Pionnier de la fiction immersive en France avec I, PHILIP (2016), Pierre Zandrowicz n’a cessé depuis d’explorer de nouveaux horizons narratifs, tissant des liens avec le spectacle vivant et Bartabas avec EX ANIMA EXPÉRIENCE (2019), ou l’Histoire avec une expérience autour de la grotte Chauvet racontée par Cécile de France : CHAUVET VR : THE DAWN OF ART (2020). Le voici de retour au festival de Venise pour un projet attendu de longue date, la première partie de sa saga de science-fiction : MIRROR.
(Science) Fiction immersive : la genèse de MIRROR
P. Z. – Après I, PHILIP – qui est une œuvre d’anticipation, parfois surréaliste – j’avais envie de poursuite mon exploration de la science-fiction en réalité virtuelle, la pousser dans ces retranchements métaphysiques. Et c’est vertigineux ! On peut partir dans de nombreuses directions, autour de concepts de « hard SF », de mondes parallèles, de planètes inconnues… J’adore SOLARIS de Andreï Tarkovski, adapté d’une œuvre de Stanisław Lem – le Philip K. Dick des pays est-européens. MIRROR, c’est un peu une réponse à ce monument de la science-fiction, que j’ai écrit avec une envie de poésie spatiale. Et en même temps ça me permet de citer des influences venues de ces pays où mes ancêtres sont nés !

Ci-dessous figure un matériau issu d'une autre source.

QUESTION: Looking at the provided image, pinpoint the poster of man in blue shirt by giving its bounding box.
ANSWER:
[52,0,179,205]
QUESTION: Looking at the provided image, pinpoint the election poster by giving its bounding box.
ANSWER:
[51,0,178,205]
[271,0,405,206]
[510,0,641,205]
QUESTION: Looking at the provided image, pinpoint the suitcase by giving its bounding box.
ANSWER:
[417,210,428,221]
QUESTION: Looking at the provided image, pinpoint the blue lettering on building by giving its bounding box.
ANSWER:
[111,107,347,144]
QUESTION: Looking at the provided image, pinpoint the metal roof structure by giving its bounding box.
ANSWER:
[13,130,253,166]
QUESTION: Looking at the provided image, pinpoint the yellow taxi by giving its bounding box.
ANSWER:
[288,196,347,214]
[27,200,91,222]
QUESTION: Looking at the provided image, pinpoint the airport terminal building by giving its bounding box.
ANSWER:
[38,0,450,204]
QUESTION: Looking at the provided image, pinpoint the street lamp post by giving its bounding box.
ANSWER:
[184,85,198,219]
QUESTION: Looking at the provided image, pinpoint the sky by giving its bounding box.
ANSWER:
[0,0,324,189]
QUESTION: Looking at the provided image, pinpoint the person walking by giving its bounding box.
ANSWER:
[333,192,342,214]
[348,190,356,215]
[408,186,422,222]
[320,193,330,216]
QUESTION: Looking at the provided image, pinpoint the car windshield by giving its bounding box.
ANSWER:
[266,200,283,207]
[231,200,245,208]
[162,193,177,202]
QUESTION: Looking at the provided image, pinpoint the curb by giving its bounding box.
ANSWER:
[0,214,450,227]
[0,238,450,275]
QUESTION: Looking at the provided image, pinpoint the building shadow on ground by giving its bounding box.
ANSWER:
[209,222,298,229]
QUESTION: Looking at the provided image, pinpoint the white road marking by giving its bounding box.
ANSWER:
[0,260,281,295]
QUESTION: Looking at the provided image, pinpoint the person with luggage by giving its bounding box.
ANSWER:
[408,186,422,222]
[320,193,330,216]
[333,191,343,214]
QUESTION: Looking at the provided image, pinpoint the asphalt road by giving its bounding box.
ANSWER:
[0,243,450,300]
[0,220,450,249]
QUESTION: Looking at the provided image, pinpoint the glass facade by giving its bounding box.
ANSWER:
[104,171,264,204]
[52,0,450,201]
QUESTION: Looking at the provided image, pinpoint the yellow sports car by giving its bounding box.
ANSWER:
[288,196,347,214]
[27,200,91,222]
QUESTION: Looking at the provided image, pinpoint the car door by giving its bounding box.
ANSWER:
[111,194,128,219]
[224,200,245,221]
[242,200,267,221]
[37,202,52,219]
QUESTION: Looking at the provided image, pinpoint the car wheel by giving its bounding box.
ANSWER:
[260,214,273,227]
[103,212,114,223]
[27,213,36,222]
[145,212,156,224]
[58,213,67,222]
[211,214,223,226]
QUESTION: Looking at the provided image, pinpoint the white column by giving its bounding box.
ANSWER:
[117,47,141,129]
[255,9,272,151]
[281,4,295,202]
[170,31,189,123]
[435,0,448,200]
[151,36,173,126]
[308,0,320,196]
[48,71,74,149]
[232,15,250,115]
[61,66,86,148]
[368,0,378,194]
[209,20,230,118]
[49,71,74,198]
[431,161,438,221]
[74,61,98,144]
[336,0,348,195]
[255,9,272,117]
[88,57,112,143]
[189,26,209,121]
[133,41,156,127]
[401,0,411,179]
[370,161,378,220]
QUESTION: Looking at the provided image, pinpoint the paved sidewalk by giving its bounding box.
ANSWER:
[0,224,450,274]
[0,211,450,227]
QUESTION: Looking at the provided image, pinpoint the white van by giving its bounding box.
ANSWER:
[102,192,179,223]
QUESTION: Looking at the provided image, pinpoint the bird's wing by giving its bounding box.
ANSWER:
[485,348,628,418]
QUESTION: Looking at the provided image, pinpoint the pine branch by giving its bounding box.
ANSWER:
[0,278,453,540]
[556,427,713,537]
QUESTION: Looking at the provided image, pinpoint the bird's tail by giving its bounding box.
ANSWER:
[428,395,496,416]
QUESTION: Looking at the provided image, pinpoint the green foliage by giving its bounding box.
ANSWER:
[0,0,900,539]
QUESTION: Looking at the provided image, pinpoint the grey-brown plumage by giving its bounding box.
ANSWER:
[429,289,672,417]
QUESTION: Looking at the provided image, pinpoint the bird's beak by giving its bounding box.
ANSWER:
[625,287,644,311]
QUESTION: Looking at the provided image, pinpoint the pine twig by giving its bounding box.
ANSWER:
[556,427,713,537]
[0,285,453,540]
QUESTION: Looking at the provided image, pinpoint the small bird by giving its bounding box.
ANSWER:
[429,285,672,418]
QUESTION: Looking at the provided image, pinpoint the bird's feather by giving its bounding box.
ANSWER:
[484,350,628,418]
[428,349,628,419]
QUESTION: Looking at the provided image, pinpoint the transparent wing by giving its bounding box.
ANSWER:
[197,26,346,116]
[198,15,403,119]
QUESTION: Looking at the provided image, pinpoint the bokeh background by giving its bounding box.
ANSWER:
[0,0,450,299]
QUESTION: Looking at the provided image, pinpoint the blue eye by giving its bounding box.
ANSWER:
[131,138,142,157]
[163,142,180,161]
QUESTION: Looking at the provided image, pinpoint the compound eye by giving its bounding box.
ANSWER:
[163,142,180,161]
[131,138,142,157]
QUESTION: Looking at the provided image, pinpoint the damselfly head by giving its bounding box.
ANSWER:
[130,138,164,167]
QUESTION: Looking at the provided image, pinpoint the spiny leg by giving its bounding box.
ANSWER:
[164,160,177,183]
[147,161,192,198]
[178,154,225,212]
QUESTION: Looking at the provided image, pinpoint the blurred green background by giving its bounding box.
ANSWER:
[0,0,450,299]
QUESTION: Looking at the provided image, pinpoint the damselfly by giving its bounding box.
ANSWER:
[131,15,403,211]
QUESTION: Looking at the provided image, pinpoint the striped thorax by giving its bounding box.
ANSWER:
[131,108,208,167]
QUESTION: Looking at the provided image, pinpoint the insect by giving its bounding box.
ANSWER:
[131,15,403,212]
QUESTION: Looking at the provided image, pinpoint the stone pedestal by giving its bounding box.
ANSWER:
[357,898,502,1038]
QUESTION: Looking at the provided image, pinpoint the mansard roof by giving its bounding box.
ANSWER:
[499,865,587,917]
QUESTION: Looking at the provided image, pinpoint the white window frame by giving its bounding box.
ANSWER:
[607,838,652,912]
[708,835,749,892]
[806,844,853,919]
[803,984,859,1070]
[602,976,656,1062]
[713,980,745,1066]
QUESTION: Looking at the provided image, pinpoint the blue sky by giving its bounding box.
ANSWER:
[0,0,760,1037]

P. Z. – Au départ, MIRROR est un film 360 comme I, PHILIP. C’est ce que je savais faire lorsqu’on a commencé le développement du projet. Et en regardant l’évolution de la création immersive, nous nous sommes rapidement rendus compte qu’il allait falloir être beaucoup plus novateur, et embrasser un format dynamique, interactif, 6dof. Développer le film avec un moteur de jeu, en temps réel, c’est révélé être une évidence… et un vrai défi. Avec Arnaud (Colinart, producteur chez Atlas V), on a voulu mettre la barre haute en termes de qualité, notamment sur le photoréalisme de l’image. Se rapprocher le plus possible d’un film de cinéma. C’est cette exigence qui nous a obligé à attendre un certain temps avant de lancer la production de ce premier segment, qui nous a servi de laboratoire pour tester toutes mes idées, installer l’univers, et vraiment démarrer le voyage de notre héroïne. La sélection à Venise vient couronner cela. Pour y avoir déjà été sélectionné, c’est un moment important pour la vie d’un projet, et pour nous vital pour la suite à donner à MIRROR. Aujourd’hui les 3 épisodes sont écrits ; j’ai collaboré au scénario avec Rémi Giordano (co-scénariste de I, PHILIP) et Nicolas Peufaillit (UN PROPHETE, GOAL OF THE DEAD, ØRDESA…).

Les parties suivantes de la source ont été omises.